Les personnages de Kossi Efoui sont hauts en couleur, possèdent une vitalité incroyable et un verbe fleuri. Les imprécations de Dieu dans Récupérations ou l’éternelle envie de fuite du Poète sont autant de signes d’une vitalité et d’une énergie corporelle qui sont motivées par la nécessité se sortir de cet espace fermé. Au final il crée une logique d’espace qui obéit à son axe de marronnage. L’espace théâtral, scénique comme dramatique, est un espace contre lequel on se bat, qui n’est jamais acquit, qu’on essaye de s’approprier par la transformation. C’est cette logique, qui fonctionne autant au niveau de la représentation qu’au niveau dramaturgique, qui nous fait entrevoir qu’avec ces espaces de l’à côté, Kossi Efoui dessine une dramaturgie spatiale qui essaye d’emmener le spectateur là où il ne s’y attend pas.
Face à la perte de la mémoire et à travers les corps mutilés convoqués encore et encore, le poète/dramaturge essaye de garder la trace et de se frayer un chemin. Le Poète déclare à la fin du Carrefour : « je suis la mémoire désormais ». C’est dans l’espace texte que réside l’espoir d’une issue poétique. Dans l’entre-deux d’une dramaturgie africaine francophone luttant pour s’extirper des clichés et des problématiques d’origine, Kossi Efoui dessine des espaces universels de la perte et de la contrainte dans lequel l’humain fragile se débat pour transformer un monde qui ne lui convient jamais.
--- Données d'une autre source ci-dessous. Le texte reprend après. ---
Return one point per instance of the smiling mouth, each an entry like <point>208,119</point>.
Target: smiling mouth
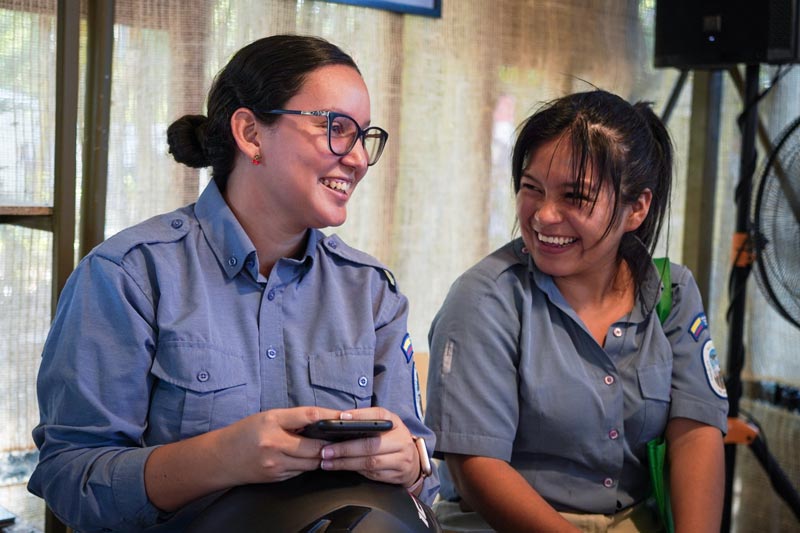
<point>336,185</point>
<point>555,241</point>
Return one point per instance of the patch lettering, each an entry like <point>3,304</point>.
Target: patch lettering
<point>417,392</point>
<point>713,372</point>
<point>407,347</point>
<point>698,326</point>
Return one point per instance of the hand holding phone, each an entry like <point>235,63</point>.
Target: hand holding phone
<point>336,430</point>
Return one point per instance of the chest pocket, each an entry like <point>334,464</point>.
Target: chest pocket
<point>342,379</point>
<point>199,388</point>
<point>655,382</point>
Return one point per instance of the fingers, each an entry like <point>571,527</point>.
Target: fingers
<point>391,458</point>
<point>389,468</point>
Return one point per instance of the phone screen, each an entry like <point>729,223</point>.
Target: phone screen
<point>338,430</point>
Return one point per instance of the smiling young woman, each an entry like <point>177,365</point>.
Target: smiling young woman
<point>189,352</point>
<point>565,315</point>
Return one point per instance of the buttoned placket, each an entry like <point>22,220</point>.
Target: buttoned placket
<point>615,349</point>
<point>271,345</point>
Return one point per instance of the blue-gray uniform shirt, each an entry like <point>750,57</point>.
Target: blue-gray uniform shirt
<point>167,330</point>
<point>515,375</point>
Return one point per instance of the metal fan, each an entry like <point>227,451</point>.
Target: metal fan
<point>775,230</point>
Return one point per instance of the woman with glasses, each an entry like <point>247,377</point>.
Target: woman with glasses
<point>189,352</point>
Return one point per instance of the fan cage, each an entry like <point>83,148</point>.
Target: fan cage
<point>776,226</point>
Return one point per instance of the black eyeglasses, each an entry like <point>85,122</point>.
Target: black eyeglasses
<point>344,132</point>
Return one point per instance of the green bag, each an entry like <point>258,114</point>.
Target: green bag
<point>657,448</point>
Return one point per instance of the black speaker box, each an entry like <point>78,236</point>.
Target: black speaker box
<point>713,34</point>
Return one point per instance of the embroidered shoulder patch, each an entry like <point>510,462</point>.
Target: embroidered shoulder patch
<point>698,326</point>
<point>407,347</point>
<point>713,372</point>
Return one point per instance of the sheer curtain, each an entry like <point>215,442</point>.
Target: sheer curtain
<point>449,90</point>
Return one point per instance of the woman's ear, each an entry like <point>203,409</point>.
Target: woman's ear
<point>244,127</point>
<point>638,210</point>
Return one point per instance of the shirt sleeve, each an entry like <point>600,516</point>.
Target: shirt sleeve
<point>698,390</point>
<point>473,404</point>
<point>396,386</point>
<point>93,388</point>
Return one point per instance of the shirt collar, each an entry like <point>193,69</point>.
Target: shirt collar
<point>230,243</point>
<point>232,247</point>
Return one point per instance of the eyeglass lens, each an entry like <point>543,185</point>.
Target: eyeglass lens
<point>344,133</point>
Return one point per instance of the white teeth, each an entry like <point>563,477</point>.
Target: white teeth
<point>336,185</point>
<point>560,241</point>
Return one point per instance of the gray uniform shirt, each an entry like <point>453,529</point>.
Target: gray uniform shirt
<point>167,330</point>
<point>516,376</point>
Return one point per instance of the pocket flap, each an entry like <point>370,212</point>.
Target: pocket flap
<point>349,371</point>
<point>655,381</point>
<point>198,367</point>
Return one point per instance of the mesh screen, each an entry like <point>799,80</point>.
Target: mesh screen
<point>450,91</point>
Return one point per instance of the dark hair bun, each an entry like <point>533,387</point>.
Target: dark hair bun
<point>185,138</point>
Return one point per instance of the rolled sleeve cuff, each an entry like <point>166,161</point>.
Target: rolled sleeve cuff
<point>129,491</point>
<point>471,444</point>
<point>688,406</point>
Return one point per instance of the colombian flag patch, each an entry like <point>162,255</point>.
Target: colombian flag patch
<point>407,347</point>
<point>699,325</point>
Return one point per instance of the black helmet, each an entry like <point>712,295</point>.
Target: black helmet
<point>318,502</point>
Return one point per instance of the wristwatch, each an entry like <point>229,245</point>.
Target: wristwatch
<point>425,469</point>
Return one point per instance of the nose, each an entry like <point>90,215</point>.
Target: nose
<point>357,157</point>
<point>547,213</point>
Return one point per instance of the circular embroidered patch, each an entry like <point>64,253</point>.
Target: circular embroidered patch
<point>713,372</point>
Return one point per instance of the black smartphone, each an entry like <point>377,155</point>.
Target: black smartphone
<point>337,430</point>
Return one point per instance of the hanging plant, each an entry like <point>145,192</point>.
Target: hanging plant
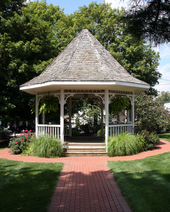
<point>48,104</point>
<point>119,104</point>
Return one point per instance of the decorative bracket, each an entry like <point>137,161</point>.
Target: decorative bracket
<point>102,96</point>
<point>111,96</point>
<point>66,96</point>
<point>130,97</point>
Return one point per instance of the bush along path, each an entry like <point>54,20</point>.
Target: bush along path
<point>86,183</point>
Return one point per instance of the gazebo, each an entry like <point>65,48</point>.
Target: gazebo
<point>84,68</point>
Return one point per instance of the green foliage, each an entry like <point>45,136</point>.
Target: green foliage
<point>125,144</point>
<point>4,135</point>
<point>165,136</point>
<point>119,104</point>
<point>19,144</point>
<point>163,97</point>
<point>149,20</point>
<point>46,146</point>
<point>28,44</point>
<point>48,104</point>
<point>35,33</point>
<point>104,23</point>
<point>150,139</point>
<point>152,115</point>
<point>99,132</point>
<point>75,132</point>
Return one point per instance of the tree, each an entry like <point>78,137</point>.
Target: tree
<point>164,97</point>
<point>152,114</point>
<point>35,33</point>
<point>28,44</point>
<point>150,20</point>
<point>104,23</point>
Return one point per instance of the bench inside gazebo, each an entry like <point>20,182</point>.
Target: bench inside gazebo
<point>84,68</point>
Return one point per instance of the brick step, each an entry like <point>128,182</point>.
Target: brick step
<point>74,154</point>
<point>86,149</point>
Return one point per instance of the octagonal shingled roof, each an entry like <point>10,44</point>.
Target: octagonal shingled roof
<point>83,60</point>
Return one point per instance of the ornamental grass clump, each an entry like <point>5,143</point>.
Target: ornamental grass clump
<point>18,144</point>
<point>125,144</point>
<point>46,146</point>
<point>150,138</point>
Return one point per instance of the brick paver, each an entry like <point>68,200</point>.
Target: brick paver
<point>86,183</point>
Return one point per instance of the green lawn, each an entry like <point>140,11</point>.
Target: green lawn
<point>27,186</point>
<point>165,136</point>
<point>144,183</point>
<point>3,144</point>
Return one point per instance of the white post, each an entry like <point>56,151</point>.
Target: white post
<point>101,118</point>
<point>43,121</point>
<point>133,113</point>
<point>128,116</point>
<point>36,115</point>
<point>62,115</point>
<point>106,118</point>
<point>70,126</point>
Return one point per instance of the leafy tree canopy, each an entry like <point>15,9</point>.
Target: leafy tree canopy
<point>150,19</point>
<point>152,114</point>
<point>35,33</point>
<point>104,23</point>
<point>28,44</point>
<point>164,97</point>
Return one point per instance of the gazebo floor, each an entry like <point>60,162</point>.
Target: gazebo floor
<point>84,139</point>
<point>84,146</point>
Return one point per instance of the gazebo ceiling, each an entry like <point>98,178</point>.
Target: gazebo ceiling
<point>84,64</point>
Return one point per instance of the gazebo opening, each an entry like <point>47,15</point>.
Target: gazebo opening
<point>84,69</point>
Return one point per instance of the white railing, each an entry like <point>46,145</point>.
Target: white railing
<point>52,130</point>
<point>66,130</point>
<point>120,128</point>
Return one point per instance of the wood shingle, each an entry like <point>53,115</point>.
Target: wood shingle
<point>83,60</point>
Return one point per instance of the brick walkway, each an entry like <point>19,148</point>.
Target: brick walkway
<point>86,183</point>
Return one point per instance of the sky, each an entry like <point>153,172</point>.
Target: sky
<point>70,6</point>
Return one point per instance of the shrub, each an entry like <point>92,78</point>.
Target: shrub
<point>4,135</point>
<point>125,144</point>
<point>75,132</point>
<point>46,146</point>
<point>150,139</point>
<point>99,132</point>
<point>17,145</point>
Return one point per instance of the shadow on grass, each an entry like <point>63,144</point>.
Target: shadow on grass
<point>4,144</point>
<point>145,191</point>
<point>27,186</point>
<point>165,136</point>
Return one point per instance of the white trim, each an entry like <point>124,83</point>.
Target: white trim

Et c’est dans ce combat mi-religieux, mi-artistique qu’il convoque la magie et les images pour revitaliser le monde mort et déchiré.

1. L’Afrique noire et son théâtre au tournant du XXE siècle, PUR, Rennes, 2001, p 81-87
2. Kossi Efoui, table ronde « Africanité et création contemporaine », animée par Sylvie Chalaye, université de Rennes 2, 13 janvier 1999.